J Pediatr Gastroenterol Nutr. 2022 Dec 1;75(6):e111-e115. doi: 10.1097/MPG.0000000000003621. Epub 2022 Sep 20.
Thioguanine (TG) has been shown as a safe alternative in adults with inflammatory bowel disease (IBD) who did not tolerate conventional thiopurines [azathioprine (AZA)/mercaptopurine]. However, data in pediatric IBD are scarce. Therefore, we aimed to assess the safety of TG as maintenance therapy.
A retrospective, multicenter cohort study of children with IBD on TG was performed in the Netherlands. TG-related adverse events (AE) were assessed and listed according to the common terminology criteria for AE.
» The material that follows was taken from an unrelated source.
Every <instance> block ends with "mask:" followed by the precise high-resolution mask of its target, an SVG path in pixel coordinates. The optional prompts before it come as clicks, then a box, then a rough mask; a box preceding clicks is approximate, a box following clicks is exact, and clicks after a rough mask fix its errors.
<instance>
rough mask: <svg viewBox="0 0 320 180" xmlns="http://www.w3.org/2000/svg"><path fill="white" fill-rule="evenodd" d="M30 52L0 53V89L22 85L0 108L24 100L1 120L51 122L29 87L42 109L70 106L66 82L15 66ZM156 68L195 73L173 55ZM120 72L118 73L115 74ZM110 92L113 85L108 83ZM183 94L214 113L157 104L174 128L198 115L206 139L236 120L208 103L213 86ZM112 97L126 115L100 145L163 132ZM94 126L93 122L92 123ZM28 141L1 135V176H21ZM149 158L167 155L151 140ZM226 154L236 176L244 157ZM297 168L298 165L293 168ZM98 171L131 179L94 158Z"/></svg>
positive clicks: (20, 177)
Thirty-six children with IBD (median age 14.5 years) on TG (median dose 15 mg/day) were included in 6 centers. Five AE occurred during follow-up [pancreatitis (grade 3), hepatotoxicity (grade 3) (n = 2), Clostridium difficile infection (grade 2), and abdominal pain (grade 2)]. All patients (n = 8) with a previously AZA-induced pancreatitis did not redevelop pancreatitis on TG.
In pediatric IBD, TG seems a safe alternative in case of AZA-induced pancreatitis. Further research assessing long-term TG-related safety and efficacy is needed.
已有研究表明,对于不耐受传统硫嘌呤类药物(巯嘌呤[AZA]/ 硫鸟嘌呤)的炎症性肠病(IBD)成人患者,硫鸟嘌呤(TG)是一种安全的替代药物。然而,儿科 IBD 中相关数据较少。因此,我们旨在评估 TG 作为维持治疗的安全性。
在荷兰,对接受 TG 治疗的 IBD 儿童进行了一项回顾性、多中心队列研究。根据常见不良事件术语标准评估并列出了 TG 相关不良事件(AE)。
共有 6 家中心纳入了 36 名接受 TG(中位剂量 15mg/天)治疗的 IBD 儿童(中位年龄 14.5 岁)。5 例患者在随访期间出现 AE [胰腺炎(3 级)、肝毒性(3 级)(n=2)、艰难梭菌感染(2 级)和腹痛(2 级)]。所有(n=8)曾因 AZA 诱导胰腺炎而停药的患者在改用 TG 后未再发生胰腺炎。
在儿科 IBD 中,TG 似乎是 AZA 诱导胰腺炎时的一种安全替代药物。需要进一步研究以评估 TG 的长期安全性和疗效。